The space industry has recently witnessed a significant decrease of the overall costs of space missions, thanks to the miniaturization of satellites and their components. CubeSats have granted institutions and small companies access to space. However, space operations are still entirely performed from ground, limiting the potentiality of such spacecraft. Enhancing the autonomy of satellites, for example enabling on-board guidance, represents thus an interesting research challenge. The low control authority and little on-board resources of CubeSats require a new trajectory design paradigm. Optimization methods can be compared in terms of computational effort, optimality (the quality of the solution found), and feasibility (the capability of converging to a feasible solution).

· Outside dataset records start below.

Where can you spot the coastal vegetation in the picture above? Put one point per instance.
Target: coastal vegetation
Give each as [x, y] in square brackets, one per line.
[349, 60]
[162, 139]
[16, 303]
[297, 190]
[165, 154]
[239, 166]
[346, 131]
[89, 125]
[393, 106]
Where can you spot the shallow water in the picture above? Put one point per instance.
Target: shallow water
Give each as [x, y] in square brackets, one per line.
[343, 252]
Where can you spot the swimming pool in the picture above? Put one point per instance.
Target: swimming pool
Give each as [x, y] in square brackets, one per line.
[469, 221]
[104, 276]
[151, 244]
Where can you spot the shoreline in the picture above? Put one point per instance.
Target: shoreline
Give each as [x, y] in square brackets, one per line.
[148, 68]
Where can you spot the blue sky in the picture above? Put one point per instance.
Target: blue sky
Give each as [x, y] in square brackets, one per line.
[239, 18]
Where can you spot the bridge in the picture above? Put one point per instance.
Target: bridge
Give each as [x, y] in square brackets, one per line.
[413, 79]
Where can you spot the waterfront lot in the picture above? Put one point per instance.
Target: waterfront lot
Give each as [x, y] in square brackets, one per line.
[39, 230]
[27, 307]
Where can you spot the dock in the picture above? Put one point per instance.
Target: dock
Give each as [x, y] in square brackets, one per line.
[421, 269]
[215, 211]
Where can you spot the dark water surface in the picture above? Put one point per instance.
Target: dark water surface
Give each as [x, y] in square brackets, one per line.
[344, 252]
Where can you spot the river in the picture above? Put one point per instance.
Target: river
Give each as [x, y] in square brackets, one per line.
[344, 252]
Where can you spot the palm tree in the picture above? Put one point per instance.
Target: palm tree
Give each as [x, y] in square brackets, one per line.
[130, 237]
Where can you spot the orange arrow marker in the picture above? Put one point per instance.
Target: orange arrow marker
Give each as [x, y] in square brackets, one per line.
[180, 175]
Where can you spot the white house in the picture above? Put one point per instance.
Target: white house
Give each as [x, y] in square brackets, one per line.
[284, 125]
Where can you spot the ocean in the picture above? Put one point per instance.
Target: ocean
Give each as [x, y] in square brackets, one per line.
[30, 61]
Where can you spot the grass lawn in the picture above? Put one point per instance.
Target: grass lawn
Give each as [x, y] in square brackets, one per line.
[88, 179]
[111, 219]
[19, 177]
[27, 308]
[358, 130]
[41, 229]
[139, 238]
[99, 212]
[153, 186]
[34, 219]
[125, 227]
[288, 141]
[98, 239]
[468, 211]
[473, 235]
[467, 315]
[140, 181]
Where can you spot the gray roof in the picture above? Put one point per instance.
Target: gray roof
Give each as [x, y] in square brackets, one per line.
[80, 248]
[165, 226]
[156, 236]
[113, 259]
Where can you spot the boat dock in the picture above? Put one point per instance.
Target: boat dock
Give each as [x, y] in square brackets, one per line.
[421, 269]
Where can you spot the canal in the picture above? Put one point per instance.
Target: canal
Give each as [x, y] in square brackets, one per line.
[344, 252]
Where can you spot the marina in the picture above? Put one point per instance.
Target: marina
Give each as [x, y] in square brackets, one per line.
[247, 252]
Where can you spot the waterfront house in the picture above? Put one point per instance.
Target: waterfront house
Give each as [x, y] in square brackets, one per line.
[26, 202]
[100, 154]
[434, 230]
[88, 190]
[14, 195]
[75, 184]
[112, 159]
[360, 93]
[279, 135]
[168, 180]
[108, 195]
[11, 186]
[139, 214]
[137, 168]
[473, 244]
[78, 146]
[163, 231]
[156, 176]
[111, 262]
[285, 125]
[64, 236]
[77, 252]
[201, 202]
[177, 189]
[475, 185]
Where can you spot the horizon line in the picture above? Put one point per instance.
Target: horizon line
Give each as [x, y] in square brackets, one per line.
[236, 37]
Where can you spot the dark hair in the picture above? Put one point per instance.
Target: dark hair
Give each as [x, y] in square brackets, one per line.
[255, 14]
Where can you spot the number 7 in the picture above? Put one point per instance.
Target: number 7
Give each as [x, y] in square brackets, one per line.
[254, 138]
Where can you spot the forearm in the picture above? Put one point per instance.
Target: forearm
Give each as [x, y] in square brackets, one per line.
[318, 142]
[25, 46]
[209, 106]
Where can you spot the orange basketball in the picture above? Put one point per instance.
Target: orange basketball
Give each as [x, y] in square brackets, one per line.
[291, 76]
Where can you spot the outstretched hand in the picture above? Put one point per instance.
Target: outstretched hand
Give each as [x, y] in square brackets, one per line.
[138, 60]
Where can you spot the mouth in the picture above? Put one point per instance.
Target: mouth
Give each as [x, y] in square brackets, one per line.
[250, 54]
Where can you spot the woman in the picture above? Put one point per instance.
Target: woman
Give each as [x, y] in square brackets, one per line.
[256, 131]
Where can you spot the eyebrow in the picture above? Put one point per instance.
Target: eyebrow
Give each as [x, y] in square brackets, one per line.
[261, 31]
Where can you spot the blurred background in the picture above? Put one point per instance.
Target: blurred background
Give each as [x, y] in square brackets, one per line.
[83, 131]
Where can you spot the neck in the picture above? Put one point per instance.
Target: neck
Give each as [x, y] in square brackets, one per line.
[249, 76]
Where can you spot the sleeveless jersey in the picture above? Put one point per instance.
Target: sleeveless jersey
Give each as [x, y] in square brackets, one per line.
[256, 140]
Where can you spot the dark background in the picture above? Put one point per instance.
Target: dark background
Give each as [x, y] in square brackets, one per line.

State-of-the-art approaches lack of computational efficiency, as powerful computers can be used to design the fuel-optimal trajectory of a spacecraft offline. Convex optimization represents instead a sustainable approach when real-time applications are considered due to the limited resources required to solve convex programs. This technique has been recently applied to different space-related problems, including powered descent and landing, entry and low-thrust trajectory optimization. This paper presents a sequential convex programming algorithm based on a Legendre-Gauss-Lobatto discretization scheme with nonlinear control interpolation to solve the minimum-fuel space trajectory optimization problem. Moreover, an adaptive second-order trust region radius change mechanism is developed to reduce the overall computational time. Finally, the sequential convex programming is combined with the homotopic approach to increase robustness of the method. The effectiveness of the approach is shown by means of numerical simulations with poor initial guesses.